Back in September, Nintendo’s top game creator, Shigeru Miyamoto, thrilled fans and intimidated busy people by claiming that the the new Zelda, the Legend of Zelda: Skyward Sword would last 50-100 hours.

But the length of a game is, to a developer, like the size of a fish is to a boastful fisherman. Was Miyamoto embellishing?

I finished Skyward Sword last week with 47 hours on my play clock. I did many side missions, but not all. A friend who worked for another outlet had finished the game in 35. He had poked around less.

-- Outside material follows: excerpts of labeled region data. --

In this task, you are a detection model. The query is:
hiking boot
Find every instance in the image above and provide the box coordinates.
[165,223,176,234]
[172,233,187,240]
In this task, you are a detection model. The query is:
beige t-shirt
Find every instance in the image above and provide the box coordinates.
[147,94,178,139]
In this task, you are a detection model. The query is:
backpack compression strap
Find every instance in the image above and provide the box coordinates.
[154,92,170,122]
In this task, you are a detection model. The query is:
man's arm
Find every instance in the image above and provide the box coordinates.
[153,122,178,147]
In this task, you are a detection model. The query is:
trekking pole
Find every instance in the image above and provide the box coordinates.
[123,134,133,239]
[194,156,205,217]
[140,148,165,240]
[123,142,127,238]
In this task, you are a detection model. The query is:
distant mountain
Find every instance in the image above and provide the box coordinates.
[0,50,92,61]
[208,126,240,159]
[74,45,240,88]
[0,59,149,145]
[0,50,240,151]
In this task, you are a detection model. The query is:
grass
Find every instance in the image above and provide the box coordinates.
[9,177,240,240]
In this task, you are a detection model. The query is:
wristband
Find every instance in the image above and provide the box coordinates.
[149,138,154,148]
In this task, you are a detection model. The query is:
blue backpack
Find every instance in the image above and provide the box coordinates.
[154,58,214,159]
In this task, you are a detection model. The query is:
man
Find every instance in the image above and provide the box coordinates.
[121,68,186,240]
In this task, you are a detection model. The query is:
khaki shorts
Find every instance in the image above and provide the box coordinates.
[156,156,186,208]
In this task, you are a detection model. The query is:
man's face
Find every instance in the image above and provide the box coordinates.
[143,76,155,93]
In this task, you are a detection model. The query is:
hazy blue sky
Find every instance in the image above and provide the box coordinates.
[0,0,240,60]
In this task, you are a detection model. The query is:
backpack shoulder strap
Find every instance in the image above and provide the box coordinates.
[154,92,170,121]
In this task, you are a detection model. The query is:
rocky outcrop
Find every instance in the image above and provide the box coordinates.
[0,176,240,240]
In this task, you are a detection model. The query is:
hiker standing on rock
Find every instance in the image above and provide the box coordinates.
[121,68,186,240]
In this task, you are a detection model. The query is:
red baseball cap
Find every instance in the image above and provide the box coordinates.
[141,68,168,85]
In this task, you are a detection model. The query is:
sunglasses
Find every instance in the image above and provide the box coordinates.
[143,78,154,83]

As a condition for receiving an early copy of the game, Nintendo had prohibited reviewers from mentioning a detail that makes Miyamoto’s statement seem accurate. You might consider this detail a spoiler: Completing the game unlocks a second play-through called Hero Mode. It lets you carry over the insects and treasures you’ve collected but is, according to people who have plunged into it, tougher, stingier in doling out health hearts and might have some new dialogue. Those new parameters aren’t interesting enough to make me want to play the game again, and I can’t imagine it would take me half as long to go through the game, now that I know how to solve most of its puzzles. If I did play Hero Mode, I imagine my total play time would be about 75 hours. That is indeed, between 50 and 100 hours. (End spoiler.)

Some have complained that Skyward Sword is long because Nintendo padded it with content. That’s a subjective call. The game didn’t feel padded to me. I didn’t mind returning to the same areas of the game en route to all-new sectors and dungeons. I spent most of my hours playing Zelda feeling like I was either doing something new or doing something familiar more efficiently. Skyward Sword seemed, if not svelte, then at least lacking in much flab. It’s a real 50-hour game, not a cheat.

Shigeru Miyamoto, you were right about this one.